The whole metacommunity is governed by a single dimensionless parameter, the fundamental biodiversity number $\theta = 2 J_M \nu,$ where $J_M$ is the metacommunity size and $\nu$ the per-birth speciation rate. Large $\theta$ means a diverse metacommunity with many species and a heavy tail of rare ones; small $\theta$ means a few dominant species. Neutral theory predicts that the metacommunity SAD is Fisher’s log-series with $\theta$ playing the role of Fisher’s $\alpha$ , and that local communities sampled through limited dispersal look log-normal-like — recovering both classic forms from one mechanism.

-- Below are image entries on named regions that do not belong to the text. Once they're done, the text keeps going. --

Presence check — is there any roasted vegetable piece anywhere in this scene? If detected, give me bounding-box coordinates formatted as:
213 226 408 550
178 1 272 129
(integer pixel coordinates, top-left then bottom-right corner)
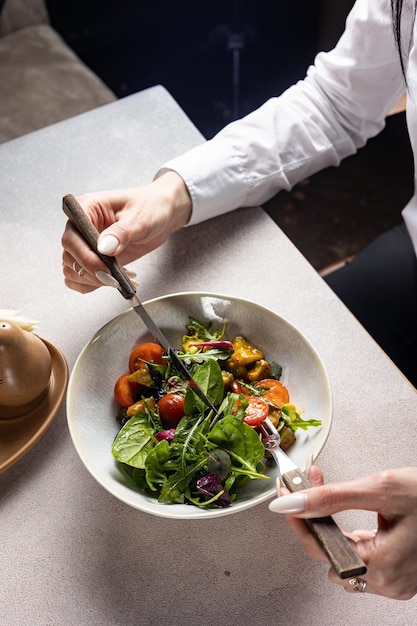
222 359 248 380
126 396 156 417
128 363 154 387
229 336 264 367
232 396 269 428
129 341 165 372
222 370 234 389
255 378 290 408
158 393 184 428
246 359 271 383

Null models, not the last word

The point of neutral theory is that it is a null model for community assembly: it shows how much structure — realistic SADs, species–area curves, turnover — can emerge from drift and dispersal alone, with no niche differences. When real data depart from the neutral prediction, that gap is the signal that selection, niches, or environmental filtering are doing real work. Neutral and niche processes are complementary lenses, not rivals.

Worked example

A neutral local community of $J$ individuals is easy to simulate with a Moran-style update: at each step one random individual dies and is replaced, with probability $m$ by an immigrant drawn from the metacommunity and otherwise by the offspring of a random local individual. Suppose we track $J = 500$ individuals with immigration $m = 0.1$ drawn from a $50$ -species metacommunity. Because deaths and births are unbiased across species, abundances drift; common species tend to stay common by sheer sampling inertia while rare species blink in and out. After many steps the rank-abundance curve is steep — a handful of species dominate and a long tail sits near one individual — the log-series-like shape neutral theory predicts, even though every species was ecologically identical.

Simulation

R

set.seed(1)
neutral <- function(J = 500, S_meta = 50, m = 0.1, steps = 20000) {
  comm <- sample(S_meta, J, replace = TRUE)          # local community
  meta <- rep(1/S_meta, S_meta)                      # even metacommunity
  for (t in seq_len(steps)) {
    comm[sample(J, 1)] <- if (runif(1) < m)
      sample(S_meta, 1, prob = meta) else comm[sample(J, 1)]
  }
  sort(as.integer(table(comm)), decreasing = TRUE)   # rank-abundance
}
ab <- neutral()
plot(ab, log = "y", type = "b", xlab = "rank", ylab = "abundance")
head(ab)   # e.g. 96 71 60 ... : few common, long rare tail

Python

import numpy as np
rng = np.random.default_rng(1)

def neutral(J=500, S_meta=50, m=0.1, steps=20000):
    comm = rng.integers(0, S_meta, J)
    for _ in range(steps):
        if rng.random() < m:
            comm[rng.integers(J)] = rng.integers(S_meta)     # immigrant
        else:
            comm[rng.integers(J)] = comm[rng.integers(J)]    # local birth
    counts = np.bincount(comm)
    return np.sort(counts[counts > 0])[::-1]                 # rank-abundance

ab = neutral()
print(ab[:6])   # few common species, long tail of rare ones
# import matplotlib.pyplot as plt; plt.semilogy(ab, 'o-')

[48 45 41 28 27 24]

Julia

using Random, StatsBase
Random.seed!(1)

function neutral(; J=500, S_meta=50, m=0.1, steps=20000)
    comm = rand(1:S_meta, J)
    for _ in 1:steps
        comm[rand(1:J)] = rand() < m ? rand(1:S_meta) : comm[rand(1:J)]
    end
    sort(collect(values(countmap(comm))), rev=true)   # rank-abundance
end

ab = neutral()
println(ab[1:6])   # few common, many rare

Why it matters

Species-abundance distributions and the species–area relationship are among the most general empirical patterns in ecology, and any theory of biodiversity has to reproduce them. Neutral theory matters because it sets the null expectation: it tells you how diverse a community should look if nothing but drift and dispersal were operating, so departures pinpoint where niche differences, selection, or host filtering actually shape a microbiome or community.